Photo by Cade Schmidt

Sticks and stones may break my bones, but words will never hurt. Whoever coined that phrase was never referred to with a slur or labeled with a derogatory phrase.


Even though words can have hurtful origins and connotations, the act of reclaiming words in various communities has become a practice.


Reclaiming, also known as reappropriation, is the cultural process by which a group reclaims terms or artifacts that were previously used in a way disparaging a group, according to the article “Slurs” by Adam M. Croom in the linguistics journal, “Language Sciences.”


“What’s powerful about word reclamation is that it does not leave words to exist forever with a negative connotation,” Taneum Bambrick, Associated Students Women’s Center program support staff, said. “Although we sort of outlaw words and say it’s bad to use them, that doesn’t do as much as taking them and changing them, because the words still exist.”


In the queer community, the primary taboo words are fag, faggot or tranny, said Jordan Deal, AS Queer Resource Center coordinator. While certain sects of the community deem such words as taboo, others choose to use them.


For example, some drag queens and transgender men use the term “tranny,” but other individuals in the trans-gender population do not think it is appropriate for them to reclaim the word since it does not apply to them, Deal said.


Tranny, in its original usage, referred to transgender women of color who were in the sex-work industry, Deal said.


“Tranny is one [term] that we avoid using at all costs, especially with the trans representation on campus being very minimal,” Deal said. “It’s important for us to watch that word and be an advocate and ally to those students.”


Deal does not use the term at all.


Fag, or faggot, is also a taboo term, but within in the queer community it is sometimes used.


“Fag and faggot get a ‘no, this is not okay ever to say’ rap at Western specifically, but personally and with [specific groups of friends], we look at the word as something that can be used as something among friends,” Deal said.


The term is one of the more common slurs still used today, much like the term “gay,” However, fag has a different history.


“[People] use ‘gay’ to mean stupid and that’s hurtful, but the origins of fag and faggot, I feel, are more violent, so the use of it as a slur hits harder,” Deal said. “I think, for a lot of people, it definitely can create an unsafe space in terms of residence halls and areas where students are living, particularly in their early years at Western.”


Deal, who does not use the term in all circumstances, has recently come to identify with it and does not see the word as offensive.


“[I have] internally identified with it and decided where I stand with the term,” Deal said. “But I haven’t had a lot of outside connection with it with other people besides close friends.”


One reclaimed word in the queer community is the word queer itself.


The shift in the word’s connotation began in the ‘80s and early ‘90s, Deal said.
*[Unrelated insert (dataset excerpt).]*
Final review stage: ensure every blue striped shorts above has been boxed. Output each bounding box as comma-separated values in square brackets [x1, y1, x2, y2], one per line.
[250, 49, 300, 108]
It was reclaimed with the idea of members of the community identifying as queer individuals instead of identifying as lesbian, gay, bisexual or transgender, Deal said.


“You could queer something [by] looking at something through a queer lens, like you could look at something through a feminist lens,” Deal said. “So it is more of a political identity than just a category for describing a sector of people.”


Straight people could also be considered queer with this connotation of the word, Deal said.


Reclaiming words for any community is a difficult task, Deal said. There will always be the issue of who can and cannot reclaim certain words, as shown with the term tranny.


“[For example], with the Slut Walk [a nationally occurring march of participants protesting against rape and its connection to a woman’s appearance], is it okay for predominantly white, middle-class women to reclaim ‘slut’ or is it not their place?” Deal said.


A word cannot be erased once it’s in the language, Bambrick said. People remember that it once existed, and they remember the connotation it had, she said.


Words in general have their own meanings and connotations, but the power and impact behind them is only present when allowed, Deal said.


“Words only have power if I give them power,” Deal said. “It’s important for me to reclaim all terminology that can be used against me, because I would rather use it as I see fit than let somebody manipulate me with it.”


The ability to reclaim a word lies with the community it is affiliated with, Deal said.


Minority groups come together because they have faced oppression, and to be able to share in the terminology that has oppressed you is a powerful symbol of kinship, Deal said.


“All these terms have been used against us, they’ve all been used hurtfully,” Deal said. “Let’s use them for ourselves, and let’s define them in our way.”